Smoking status was defined as current smoker, ex-smoker or never smoker (smoked <100 cigarettes during the lifetime). The several comorbidities included only those diagnosed by physicians. Anemia was defined as <13 g/dL hemoglobin for men and <12 g/dL for women.

Spirometry

Pulmonary function tests were conducted by trained medical technicians according to the manual of the American Thoracic Society/European Respiratory Society (ATS/ERS) Task Force, using dry rolling seal spirometers (Model 2130; Sensor Medics, Yorba Linda, CA, USA).14 COPD was defined when FEV1 divided by forced vital capacity (FVC) was <0.7, in accordance with Global Initiative for Chronic Obstructive Lung Disease (GOLD) guidelines.1 The severity of lung function was classified according to the percentage of predicted FEV1. Subjects with FEV1 ≥80% were classified as GOLD stage 1, those with 50% ≤ FEV1 <80% as GOLD stage 2, those with 30%≤ FEV1 <50% as GOLD stage 3 and those with FEV1 <30% as GOLD stage 4. Subjects with an FEV1/FVC ≥0.7 were identified as non-COPD.

HGS

HGS was measured three times in each hand using a digital grip strength dynamometer (TKK 5401; Takei Scientific Instruments Co., Ltd., Tokyo, Japan). Trained medical technicians instructed the seated subjects to hold the dynamometer with the second finger nodes of the working hand at 90° to the handle and to squeeze the handle as firmly as they could. After subjects slowly stood up, HGS was measured during expiration. A 60-second rest period was given after each HGS measure. The HGS used in the analysis was the highest of the six measured values.15

The EQ5D

EQ5D was developed by the EuroQol Group to evaluate multidimensional health-related quality of life.16 The EQ5D includes a descriptive section and a valuation section; however, KNHANES VI has only been conducted with the descriptive section. The descriptive section includes mobility, self-care, usual activities, pain/discomfort and anxiety/depression, and each is assessed according to three functional levels: no problems, some problems or extreme problems. The functional level was converted into an EQ5D utility score index using a specific Korean valuation set developed by the time trade-off protocol at the Korean Centers for Disease Control and Prevention.17 We analyzed the EQ5D utility score index and descriptive sections for COPD subjects.18

Statistical analysis

All continuous values are described as mean ± standard deviation, and categorical values are reported as absolute numbers and percentages. The Student’s t-test and one-way analysis of variance were used for analyzing continuous values. Categorical values were analyzed using the χ2 test or Fisher’s exact test. To reduce the effect of HGS-related factors and potential confounding factors, propensity score matching was used to match COPD and non-COPD subjects. The factors of age, sex, body mass index (BMI), cardiovascular disease (including hypertension, dyslipidemia and ischemic heart disease), stroke, DM and depression were considered during the process of propensity score matching (Figure 1). The Kruskal–Wallis test was used to investigate associations among HGS, EQ5D and lung function in COPD subjects. To assess the association between HGS and EQ5D, a partial correlation analysis was performed to adjust for age and BMI. In all comparisons, a P-value of <0.05 was considered statistically significant. SPSS version 20 (IBM Corporation, Armonk, NY, USA) was used for the statistical analysis; propensity score matching was performed using the R program version 3.3.3 for Windows.

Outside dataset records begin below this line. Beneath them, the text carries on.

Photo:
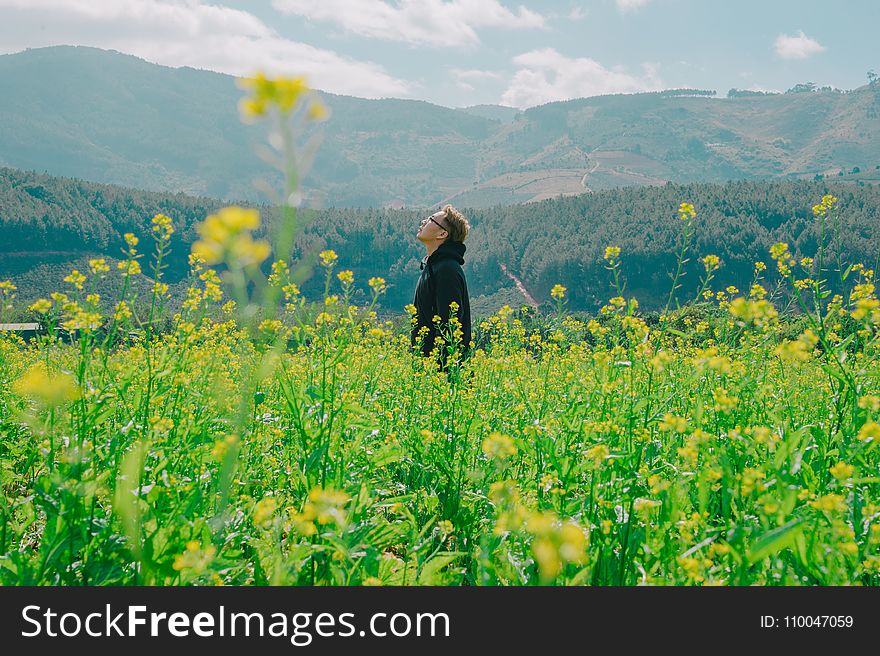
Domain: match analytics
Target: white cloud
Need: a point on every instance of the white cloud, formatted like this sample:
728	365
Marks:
188	33
796	47
630	5
418	22
465	79
546	76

Figure 1 Distribution of propensity score.

Ethics statement

The KNHANES VI was conducted by the Korea Center for Disease Control and Prevention (KCDC). All survey protocols were approved by the KCDC Institutional Review Board (approval numbers 2013-07CON-03-4CP, 2013-12EXP-03-5C and 2015-01-02-6C), and participants provided informed consent before participating in the study, which was conducted in accordance with the ethical principles of the Declaration of Helsinki. All data of KNHANES VI are coded, publicly available and freely available.

Results

Baseline characteristics of the subjects

Among the 14,930 subjects, the 5,857 who completed the questionnaire and performed a spirometry adequately were included in this study. Among these, 4,984 (85.1%) were classified as non-COPD and 873 (14.9%) had COPD. After propensity score matching, 832 subjects were enrolled in each group. Data for all subjects in both groups were analyzed, except those for whom results for HGS or EQ5D were missing (Figure 2).

Figure 2 Flow diagram for the study.
Abbreviations: COPD, chronic obstructive pulmonary disease; EQ5D, EuroQol Five-Dimension Questionnaire; HGS, hand grip strength; PFT, pulmonary function test.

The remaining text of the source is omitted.